Hum, Kof (je me racle la gorge)
Je vais essayer de synthétiser tout ça, mais ce n'est vraiment pas simple.
A l'origine est la constatation que la sep va, au fil du temps, provoquer un handicap qui ira croissant.
Aujourd'hui, on précise la chose et on pense de plus en plus qu'il y a deux composantes distinctes de la sep qui entraînent ce lent accroissement du handicap :
- la Composante Inflammatoire Aiguë, qui s'exprime sous la forme de poussées, qui provoqueront des lésions et éventuellement des symptômes, qu'on appelle RAW pour
Relapse Activity Worsening (en français on dirait donc CIA
). Celle-ci, tout le monde voit à peu près de quoi il s'agit : le sépien connaît une poussée, dont il va récupérer plus ou moins complètement. En cas de récupération non complète, on tend à attribuer l'augmentation du handicap qui en résulte à RAW (ce qui à mon avis est déjà fort discutable, voir plus bas) ;
- la Composante Neurodégénérescente Diffuse (qu'on appelle PIRA, pour
Progression Independent of Relapse Activity), qui commence dès le tout début de la maladie, qui se traduit par une mort des neurones plus rapide chez les sépiens que chez les "sujets sains", mais qui nécessitera de toute façon plusieurs années avant de se traduire par des symptômes. La raison de ce décalage entre le déclenchement de la neurodégénérescence diffuse et l'apparition des premiers symptômes est supposée être la plasticité cérébrale : quand un neurone meurt, ce qui arrive donc à tout le monde, le cerveau bascule automatiquement vers les échappatoires qu'il va trouver, et au début de la maladie il n'en manque pas ; ce n'est qu'une fois que la neurodégénérescence aura atteint un certain seuil, c'est à dire après plusieurs années, que les échappatoires commenceront à manquer et que les premiers symptômes imputables à PIRA apparaîtront.
PIRA étant un processus diffus, qui s'inscrit sur le long terme, ses manifestations ne sont pas impressionnantes, ce n'est pas comme celles d'une poussée violente qui va faire passer en vingt-quatre heures un patient initialement asymptomatique à l'état de légume ; en particulier au début de la forme de sep la plus fréquente, rémittente, PIRA est totalement invisible, aussi bien pour le patient que pour l'examen clinique, invisibilité qui va donc perdurer pendant des années et des années (notez cependant qu'on peut plus ou moins mesurer le rythme de progression de PIRA à l'IRM -- à condition de s'en donner la peine : la façon la plus commode consiste à mesurer l'évolution au fil du temps du volume cérébral à l'intérieur de la boite crânienne, bref). Un jeune patient sep, fraîchement diagnostiqué d'une forme rémittente, aura donc tendance à ne penser qu'aux poussées (RAW) et fera peu de cas de PIRA, vu que son neuro ne va pas forcément lui en parler -- la notion est d'ailleurs tellement nouvelle que je ne sais même pas quelle proportion des neurologues en ont déjà entendu parler, ni combien la tiennent pour pertinente (on peut en avoir entendu parler mais l'avoir écartée d'un revers de la main, c'est fréquent avec les nouveautés
). Notre jeune patient sep oublie simplement qu'il pourra récupérer totalement de ses poussées même les plus violentes, alors que PIRA est quant à lui un chemin sans retour...
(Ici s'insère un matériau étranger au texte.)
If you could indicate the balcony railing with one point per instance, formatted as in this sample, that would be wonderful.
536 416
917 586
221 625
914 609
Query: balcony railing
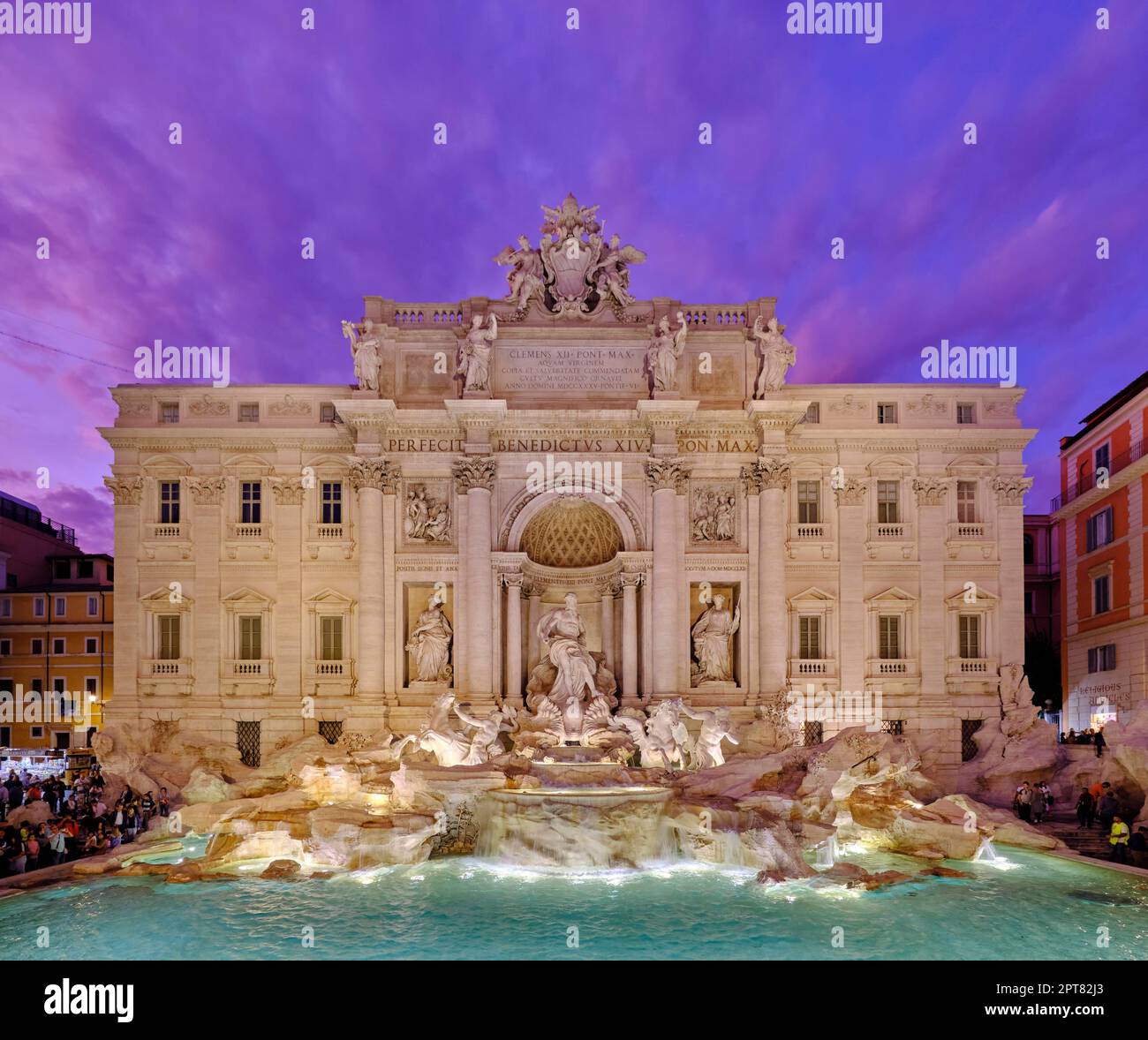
241 667
972 666
169 666
812 666
1089 481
L'essentiel, et de loin, de la progression du handicap imputable à la sep serait à mettre sur le dos de PIRA. RAW serait, de son côté, certes susceptible de provoquer du handicap, mais la proportion de ce handicap provoqué par les poussées vs. celle imputable à PIRA, au fil des années et des études, tend à se réduire de plus en plus à peau de chagrin. Dit plus clairement : ce n'est pas parce qu'on fait une poussée à l'issue de laquelle on note une aggravation du handicap, que cette aggravation serait nécessairement à mettre sur le dos de RAW ; l'inflammation pourrait alors simplement jouer le rôle de
révélateur d'une photo qui était déjà prise avant la poussée. Ce qui expliquerait notamment pourquoi on récupère beaucoup mieux des poussées quand on est jeune et en début de maladie (zéro dégénérescence), qu'après dix ou quinze ans de sep (dégénérescence déjà bien installée).
Notez bien mon emploi fréquent du conditionnel
.
Toutes les formes de sep (latente, rémittente, primaire progressive, secondaire progressive) peuvent être modélisées en affectant un paramètre "d'intensité" à RAW, et un autre à PIRA :
RAW -, PIRA - : forme latente (aucune expression symptomatique au cours de la vie du patient)
RAW +, PIRA - : forme rémittente pendant toute la vie du patient (avec des poussées qui tendront naturellement à disparaître au fil des années)
RAW -, PIRA + : forme primaire progressive
RAW +, PIRA + : forme rémittente suivie d'une forme secondaire progressive
Que l'activité de RAW soit importante ou faible est finalement sans grande importance, son impact principal sera d'avancer la date du diagnostic de sep. L'activité de PIRA est beaucoup plus redoutable.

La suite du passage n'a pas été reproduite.